El exvicepresidente Germán Vargas Lleras acusó al presidente Gustavo Petro de interferir en la designación del nuevo magistrado o magistrada de la Corte Constitucional – crédito Jesús Avilés/Infobae

La  controverse  en torno à la nomination d’un nouveau magistrat pour la  Corte Constitucional  en Colombie a pris des proportions  importantes  le mercredi 3 septembre 2025, suite aux déclarations franches de l’exvice-président  Germán Vargas Lleras . Ce dernier a ouvertement remis en question la  candidature  de Jaime Humberto Tobar à ce tribunal, qui doit remplacer le magistrat sortant  José Fernando Reyes Cuartas  après huit années de service.

Selon Vargas Lleras, il est  incroyable  que Tobar persiste dans sa candidature, sachant qu’il risque de ne  recevoir  pas plus de trois voix. En revanche, María Patricia Balanta, supportée par le gouvernement national, est la  candidate  la plus favorisée. Ainsi, les tensions montent alors que le pays aborde un tournant décisif dans ses institutions judiciaires.

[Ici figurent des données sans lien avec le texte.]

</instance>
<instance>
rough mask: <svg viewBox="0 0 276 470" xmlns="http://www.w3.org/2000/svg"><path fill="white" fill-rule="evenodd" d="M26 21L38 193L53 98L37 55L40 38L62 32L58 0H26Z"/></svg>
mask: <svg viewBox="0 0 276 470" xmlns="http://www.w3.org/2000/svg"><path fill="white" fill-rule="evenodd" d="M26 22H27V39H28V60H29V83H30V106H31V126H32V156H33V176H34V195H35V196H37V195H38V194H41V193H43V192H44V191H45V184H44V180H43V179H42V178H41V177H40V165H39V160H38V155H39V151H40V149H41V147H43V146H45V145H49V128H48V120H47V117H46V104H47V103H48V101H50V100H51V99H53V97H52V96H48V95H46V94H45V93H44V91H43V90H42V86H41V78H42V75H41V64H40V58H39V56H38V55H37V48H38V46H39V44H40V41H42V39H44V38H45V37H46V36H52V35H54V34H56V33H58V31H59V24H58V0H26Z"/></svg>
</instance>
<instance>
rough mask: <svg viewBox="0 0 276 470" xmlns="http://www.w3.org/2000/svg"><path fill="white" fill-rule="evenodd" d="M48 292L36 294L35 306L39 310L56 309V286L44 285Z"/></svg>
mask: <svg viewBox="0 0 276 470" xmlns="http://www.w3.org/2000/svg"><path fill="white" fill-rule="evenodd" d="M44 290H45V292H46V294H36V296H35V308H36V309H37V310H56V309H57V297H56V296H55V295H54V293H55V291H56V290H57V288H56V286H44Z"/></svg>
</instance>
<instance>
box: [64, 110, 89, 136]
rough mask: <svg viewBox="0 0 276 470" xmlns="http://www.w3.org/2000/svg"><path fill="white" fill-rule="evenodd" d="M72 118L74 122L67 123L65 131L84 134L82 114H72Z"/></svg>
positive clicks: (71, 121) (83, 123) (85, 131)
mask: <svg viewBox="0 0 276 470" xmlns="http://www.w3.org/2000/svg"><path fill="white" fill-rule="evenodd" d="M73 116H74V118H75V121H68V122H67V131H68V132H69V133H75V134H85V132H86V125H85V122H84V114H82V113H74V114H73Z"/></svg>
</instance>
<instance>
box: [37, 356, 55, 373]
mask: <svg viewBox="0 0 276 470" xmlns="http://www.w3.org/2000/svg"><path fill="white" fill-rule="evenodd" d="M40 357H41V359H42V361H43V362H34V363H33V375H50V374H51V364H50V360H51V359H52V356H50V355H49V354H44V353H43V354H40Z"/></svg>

Les accusations de Vargas Lleras contre le régime de Petro

Dans un message sur la plateforme sociale  X  (anciennement Twitter), Vargas Lleras a  averti  que la décision de Tobar pourrait avoir des  conséquences politiques  majeures. Il a précisé que si sa candidature facilitait l’élection de la candidate du régime, “Colombie ne se le pardonnera pas”, laissant entendre une possible collusion entre Tobar et le président Gustavo  Petro . Cette déclaration a créé un  climat  de méfiance autour du processus électoral.

Con este mensaje, el exvicepresidente
Con este mensaje, el exvicepresidente Germán Vargas Lleras arremetió contra Jaime Humberto Tobar, por insistir en su candidatura a candidato de la Corte Constitucional – crédito @German_Vargas/X

Le risque de fragmentation du vote

Loin de ces préoccupations, Vargas Lleras a également soulevé des craintes au sujet de la  fragmentation  du vote, qui pourrait  avantager  la candidate soutenue par le  gouvernement . Selon lui, la candidature de Tobar pourrait “promouvoir l’élection de la candidate de Petro”. Ce raisonnement fait écho aux observations sur les  alliances  intéressées au sein du paysage politique colombien, soulevant des doutes sur la transparence et l’intégrité du processus électoral.

De plus, il a appelé directement Tobar à reconsidérer sa participation, soulignant que le moment est loin d’être perdu pour changer la  donne . “La  histoire  jugera durement ceux qui, par ambition ou vanité, ont permis au désastre de se poursuivre”, a-t-il averti, posant ainsi une question rhétorique sur les motivations de Tobar.

Jaime Humberto Tobar, uno de
Jaime Humberto Tobar, uno de los tres ternados para llegar a la magistratura de la Corte Constitucional – crédito Consejo de Estado

Ces développements mettent en lumière les luttes de pouvoir  intenses  au sein des institutions colombiennes. La nomination d’un magistrat à la Corte Constitucional n’est pas seulement une question de  droit ; elle fait également partie d’un  jeu  politique plus vaste, où les alliances et les rivalités peuvent déterminer l’avenir du pays. Dans ce contexte, il sera crucial de surveiller non seulement le résultat de la nomination, mais aussi les implications politiques plus larges qui en découleront. Les débats qui entourent ces élections sont un reflet des tensions sous-jacentes dans une Colombie en quête d’une  stabilité  durable.